Het gezin krijgt voor minstens twee jaar een ‘regisseur’ toegewezen. Die maakt een plan waarin zorg en straf geregeld worden. In samenwerking dus met tientallen andere organisaties. Tot zo ver de theorie. Om echt een idee te krijgen wat het met – vaak alleenstaande – moeders doet als hun kind in de Top400 wordt opgenomen, kun je de documentaire Moeders kijken. Of lees dit interview van de NOS uit 2019, met een moeder die onder meer zegt: ‘Je leven wordt overgenomen.’

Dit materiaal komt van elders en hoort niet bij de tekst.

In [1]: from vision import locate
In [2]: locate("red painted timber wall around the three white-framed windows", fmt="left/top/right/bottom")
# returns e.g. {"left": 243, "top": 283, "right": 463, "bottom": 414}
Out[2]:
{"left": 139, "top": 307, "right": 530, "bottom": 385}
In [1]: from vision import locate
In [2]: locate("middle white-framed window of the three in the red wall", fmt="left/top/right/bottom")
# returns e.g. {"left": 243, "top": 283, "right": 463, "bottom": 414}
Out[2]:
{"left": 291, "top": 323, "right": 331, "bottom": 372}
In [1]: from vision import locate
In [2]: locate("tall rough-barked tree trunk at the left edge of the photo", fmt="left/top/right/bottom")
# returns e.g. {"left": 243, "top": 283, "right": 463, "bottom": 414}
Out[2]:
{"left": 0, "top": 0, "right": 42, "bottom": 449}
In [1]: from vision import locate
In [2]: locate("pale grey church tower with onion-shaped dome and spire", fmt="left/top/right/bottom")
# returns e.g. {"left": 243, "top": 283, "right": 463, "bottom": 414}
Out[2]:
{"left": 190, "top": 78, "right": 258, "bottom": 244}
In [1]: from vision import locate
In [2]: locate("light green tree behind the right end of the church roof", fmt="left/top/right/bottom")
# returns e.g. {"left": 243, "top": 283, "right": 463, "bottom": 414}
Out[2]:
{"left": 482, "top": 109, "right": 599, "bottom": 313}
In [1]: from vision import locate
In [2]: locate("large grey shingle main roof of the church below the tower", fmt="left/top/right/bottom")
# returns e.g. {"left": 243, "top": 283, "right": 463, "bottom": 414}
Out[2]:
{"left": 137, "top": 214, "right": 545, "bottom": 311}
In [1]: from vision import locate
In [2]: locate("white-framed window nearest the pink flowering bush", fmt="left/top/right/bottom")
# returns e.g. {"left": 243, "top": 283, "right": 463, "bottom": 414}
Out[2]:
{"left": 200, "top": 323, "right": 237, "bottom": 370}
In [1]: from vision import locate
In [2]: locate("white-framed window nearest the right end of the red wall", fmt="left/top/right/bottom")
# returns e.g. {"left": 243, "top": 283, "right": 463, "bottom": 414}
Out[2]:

Wie op de lijst staat, krijgt te maken met politiemensen en hulpverleners die vaak niet meer weten dan dat: je staat in de Top400. En dus is het hun taak om je op een bepaalde manier te behandelen, ook al kennen ze je niet en weten ze niet wat je eventueel misdaan zou hebben. Je wordt niet in de eerste plaats in de gaten gehouden door mensen, maar vooral door een systeem. En de laatste jaren hebben we in Nederland veel voorbeelden gezien van zulke systemen die mensen in ernstige problemen brengen. Denk aan de toeslagenaffaire, of aan de veel grotere zwarte lijst die de belastingdienst bleek te hanteren. Een vage verdenking was vaak genoeg voor een vinkje achter iemands naam dat grote gevolgen kon hebben.
‘Waar rook is, is vuur’, denken mensen vaak, ook bij de Top400. Als er steeds weer politie voor je deur staat, als je door je omgeving als crimineel wordt beschouwd, zul je eerder een outcast worden. Daar worden mensen doorgaans niet braver van.
De Top400 zou natuurlijk veel minder problematisch zijn als jeugdzorg eenvoudig, effectief en onomstreden was en alle jongeren op de lijst dankzij de interventies zouden opgroeien tot modelburgers. Maar zo is de praktijk niet, en bovendien zijn er ook principiële bezwaren.